CD8⁺ T cell immunity against a tumor/self-antigen is augmented by CD4⁺ T helper cells and hindered by naturally occurring T regulatory cells

CD4⁺ T cells control the effector function, memory, and maintenance of CD8⁺ T cells. Paradoxically, we found that absence of CD4⁺ T cells enhanced adoptive immunotherapy of cancer when using CD8⁺ T cells directed against a persisting tumor/self-Ag. However, adoptive transfer of CD4⁺CD25^- Th cells (Th cells) with tumor/self-reactive CD8⁺ T cells and vaccination into CD4⁺ T cell-deficient hosts induced autoimmunity and regression of established melanoma. Transfer of CD4⁺ T cells that contained a mixture of Th and CD4⁺CD25⁺ T regulatory cells (T_reg cells) or T_reg cells alone prevented effective adoptive immunotherapy.

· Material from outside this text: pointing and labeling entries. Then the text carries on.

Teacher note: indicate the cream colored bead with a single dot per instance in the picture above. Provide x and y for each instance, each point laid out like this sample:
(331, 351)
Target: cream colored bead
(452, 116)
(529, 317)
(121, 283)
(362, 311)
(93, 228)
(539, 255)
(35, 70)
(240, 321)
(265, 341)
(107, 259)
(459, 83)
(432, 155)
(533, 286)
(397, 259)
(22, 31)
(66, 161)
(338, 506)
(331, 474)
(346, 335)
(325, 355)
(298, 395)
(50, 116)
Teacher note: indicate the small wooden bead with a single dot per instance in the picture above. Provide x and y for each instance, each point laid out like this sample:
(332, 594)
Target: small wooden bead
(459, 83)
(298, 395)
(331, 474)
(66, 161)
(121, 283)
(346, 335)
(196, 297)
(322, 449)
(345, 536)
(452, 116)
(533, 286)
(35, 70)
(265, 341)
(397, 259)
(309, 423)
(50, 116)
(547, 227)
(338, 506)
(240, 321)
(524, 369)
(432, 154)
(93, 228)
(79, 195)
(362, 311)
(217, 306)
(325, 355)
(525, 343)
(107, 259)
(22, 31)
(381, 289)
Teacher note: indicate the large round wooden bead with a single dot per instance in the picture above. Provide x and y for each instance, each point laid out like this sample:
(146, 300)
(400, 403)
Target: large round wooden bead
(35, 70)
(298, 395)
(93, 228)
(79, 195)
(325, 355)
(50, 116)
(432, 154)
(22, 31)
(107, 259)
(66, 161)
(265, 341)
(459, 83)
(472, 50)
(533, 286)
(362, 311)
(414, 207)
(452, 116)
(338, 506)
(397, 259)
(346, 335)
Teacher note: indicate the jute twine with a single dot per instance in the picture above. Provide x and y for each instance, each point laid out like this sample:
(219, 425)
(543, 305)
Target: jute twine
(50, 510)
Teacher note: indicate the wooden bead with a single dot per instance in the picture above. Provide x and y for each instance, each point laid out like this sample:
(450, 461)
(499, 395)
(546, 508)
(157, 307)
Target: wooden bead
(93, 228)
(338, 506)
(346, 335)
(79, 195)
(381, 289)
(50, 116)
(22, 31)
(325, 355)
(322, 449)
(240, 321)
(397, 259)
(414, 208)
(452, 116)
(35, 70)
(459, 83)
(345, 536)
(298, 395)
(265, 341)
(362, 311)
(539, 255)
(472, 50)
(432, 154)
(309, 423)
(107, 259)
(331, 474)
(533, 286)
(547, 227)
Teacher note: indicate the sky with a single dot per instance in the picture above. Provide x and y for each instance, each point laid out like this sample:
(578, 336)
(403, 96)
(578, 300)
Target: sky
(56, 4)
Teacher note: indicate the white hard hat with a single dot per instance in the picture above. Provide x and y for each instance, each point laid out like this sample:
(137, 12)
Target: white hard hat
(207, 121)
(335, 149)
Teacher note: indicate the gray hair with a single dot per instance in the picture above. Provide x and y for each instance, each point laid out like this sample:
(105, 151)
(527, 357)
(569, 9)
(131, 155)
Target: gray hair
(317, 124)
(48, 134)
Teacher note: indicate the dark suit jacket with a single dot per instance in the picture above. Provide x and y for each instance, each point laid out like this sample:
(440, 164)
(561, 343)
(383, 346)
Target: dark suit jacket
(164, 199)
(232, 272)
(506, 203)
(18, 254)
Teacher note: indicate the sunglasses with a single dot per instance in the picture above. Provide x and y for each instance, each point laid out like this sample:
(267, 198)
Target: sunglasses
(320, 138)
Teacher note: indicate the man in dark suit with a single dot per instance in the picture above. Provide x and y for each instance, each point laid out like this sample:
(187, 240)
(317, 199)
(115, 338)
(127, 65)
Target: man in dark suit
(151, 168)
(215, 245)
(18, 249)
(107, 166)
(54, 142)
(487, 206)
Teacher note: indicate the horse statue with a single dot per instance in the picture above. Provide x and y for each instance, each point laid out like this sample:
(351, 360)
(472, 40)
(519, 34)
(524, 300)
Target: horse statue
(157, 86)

Maintenance of CD8⁺ T cell numbers and function was dependent on Th cells that were capable of IL-2 production because therapy failed when Th cells were derived from IL-2^-/- mice. These findings reveal that Th cells can help break tolerance to a persisting self-Ag and treat established tumors through an IL-2-dependent mechanism, but requires simultaneous absence of naturally occurring T_reg cells to be effective.